Interesting scientific study in JAMA on excess calories and the diet. They essentially overfed humans in a controlled environment different macro levels, and measured bodyfat/etc afterwards. Their conclusion is: Among persons living in a controlled setting, calories alone account for the increase in fat; protein affected energy expenditure and storage of lean body mass, but not body fat storage.
So this adds to the "amount of calories" arguement vs. the type arguement.
Macro ratio (carbs were always 41%):
Low protein: Protein 5%, Carb 41%, Fat 54%.
Medium protein: Protein 15%, Carb 41%, Fat 44%.
High protein: Protein 25%, Carb 41%, Fat 34%.
I think for the bulk of us, their high protein would be our low, and the carbs would be beyond our high. I'm curious what the results would have been if protein was in the 35-40% range and carbs in in the lower range. My belief is the flaws in this study are that they stayed at 41% carbs and their high protein was only 25% protein.
Even so: "In the low protein group lean body mass dropped by an average 1.5 pounds, while in the normal and high protein groups it increased by an average of about 6.3 pounds and 7 pounds, respectively." I think I'd rather gain weight from increased lean muscle than lose weight by losing it. :)
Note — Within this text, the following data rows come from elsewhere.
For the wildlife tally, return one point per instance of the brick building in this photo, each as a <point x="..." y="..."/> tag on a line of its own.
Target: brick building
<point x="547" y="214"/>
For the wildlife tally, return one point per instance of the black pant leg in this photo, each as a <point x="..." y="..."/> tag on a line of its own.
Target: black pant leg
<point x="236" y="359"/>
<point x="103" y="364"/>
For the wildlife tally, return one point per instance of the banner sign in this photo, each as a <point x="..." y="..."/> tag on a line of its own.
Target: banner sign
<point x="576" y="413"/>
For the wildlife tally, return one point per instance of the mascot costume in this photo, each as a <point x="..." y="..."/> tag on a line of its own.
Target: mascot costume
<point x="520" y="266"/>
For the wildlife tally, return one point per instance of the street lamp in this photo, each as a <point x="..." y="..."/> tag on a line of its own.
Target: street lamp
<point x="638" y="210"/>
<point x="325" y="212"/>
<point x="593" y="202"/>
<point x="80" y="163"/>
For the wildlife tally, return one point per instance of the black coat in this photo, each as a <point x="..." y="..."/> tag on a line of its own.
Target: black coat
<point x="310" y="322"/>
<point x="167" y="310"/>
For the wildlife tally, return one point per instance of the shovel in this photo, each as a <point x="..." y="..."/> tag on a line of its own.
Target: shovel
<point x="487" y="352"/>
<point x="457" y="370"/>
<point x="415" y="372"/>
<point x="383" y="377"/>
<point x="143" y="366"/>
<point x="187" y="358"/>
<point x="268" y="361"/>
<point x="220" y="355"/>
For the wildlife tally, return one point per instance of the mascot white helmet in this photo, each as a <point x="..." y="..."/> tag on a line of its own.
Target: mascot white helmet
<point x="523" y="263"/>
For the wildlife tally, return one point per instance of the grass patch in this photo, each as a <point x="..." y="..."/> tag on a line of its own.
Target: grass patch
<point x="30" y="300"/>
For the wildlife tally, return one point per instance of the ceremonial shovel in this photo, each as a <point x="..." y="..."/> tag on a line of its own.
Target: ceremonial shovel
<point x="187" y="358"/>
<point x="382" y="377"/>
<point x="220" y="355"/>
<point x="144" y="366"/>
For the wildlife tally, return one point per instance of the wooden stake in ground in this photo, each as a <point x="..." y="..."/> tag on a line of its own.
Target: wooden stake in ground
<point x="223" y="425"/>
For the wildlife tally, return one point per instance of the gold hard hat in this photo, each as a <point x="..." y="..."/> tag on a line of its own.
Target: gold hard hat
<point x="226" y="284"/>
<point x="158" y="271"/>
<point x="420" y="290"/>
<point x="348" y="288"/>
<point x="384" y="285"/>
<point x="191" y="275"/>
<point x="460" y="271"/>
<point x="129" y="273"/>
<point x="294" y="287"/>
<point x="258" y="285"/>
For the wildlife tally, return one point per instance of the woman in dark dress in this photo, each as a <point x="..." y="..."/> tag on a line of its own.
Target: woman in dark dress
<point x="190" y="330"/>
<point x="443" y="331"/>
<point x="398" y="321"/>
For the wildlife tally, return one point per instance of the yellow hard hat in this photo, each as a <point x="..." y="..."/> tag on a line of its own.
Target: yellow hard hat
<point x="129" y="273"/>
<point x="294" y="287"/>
My question: Anyone seen anything like this study for a more paleo/low carb diet? I do like the idea behind the study, just not the macro breakdowns. I'm curious as to where the "sweet" spot would be for protein vs other macronutrients. From this study, we're seeing 25% protein and 41% carbs still gains weight. From our anectdotal info, higher protein and lower carb leads to lower weight (Paleo diet). But where does that % breakdown really lie? ie. could we go 25% protein, 30% carb, and 45% fat and lose?